The following article was written by Ron Bartels, JD, Ph.D. Bartels is the National Membership Director and 4th Vice Chair of the Independent American Party. It was published on the Independent American Party website on July 13th, 2016:
Three SCOTUS cases that made Atheism the Official Religion of the United States violation of the Establishment Clause
By Ron Bartels, JD, Ph.D
Federal Courts do not constitutionally have subject matter jurisdiction for disputes arising under the subject matter jurisdiction of the 9th and 10th amendments. The constitution prescribes for a limited government and the U.S. Supreme Court is bound by the constitution to be subject to the constitution.

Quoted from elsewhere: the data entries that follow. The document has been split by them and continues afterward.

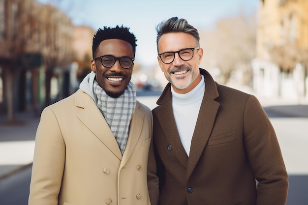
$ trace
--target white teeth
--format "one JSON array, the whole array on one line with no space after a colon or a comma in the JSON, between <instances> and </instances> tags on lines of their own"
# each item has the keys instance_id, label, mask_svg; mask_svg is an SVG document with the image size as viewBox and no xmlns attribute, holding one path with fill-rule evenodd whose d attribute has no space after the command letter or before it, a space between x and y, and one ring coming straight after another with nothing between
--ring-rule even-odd
<instances>
[{"instance_id":1,"label":"white teeth","mask_svg":"<svg viewBox=\"0 0 308 205\"><path fill-rule=\"evenodd\" d=\"M175 72L173 74L175 75L181 75L186 73L187 71L187 70L181 70L181 71Z\"/></svg>"},{"instance_id":2,"label":"white teeth","mask_svg":"<svg viewBox=\"0 0 308 205\"><path fill-rule=\"evenodd\" d=\"M121 81L123 80L123 78L108 78L108 79L110 81Z\"/></svg>"}]
</instances>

Further, each justice takes an oath to uphold and defend the constitution, a written contract. Law schools all teach contract law. Yet, they also teach our justices to ignore contract law when it comes to the constitution. They falsely claim that the constitutional contract is a living-breathing instrument, not a static contract. It needs to “change with the times.”
However, the constitutional contract provides for two specific means of changing the constitution in Article V. History reveals that has happened many times so the course of action actually works. The contract (constitution) performs, therefore, it cannot be nullified. Only contracts that are written with language that inhibits performance of the meeting of the minds of the originators is subject to nullification by the Supreme Court.
However, justices who willfully wanted to violate the constitution have done so in case after case. Then they have used decisions that violated the constitution as guidance for present and future perversions of the constitution.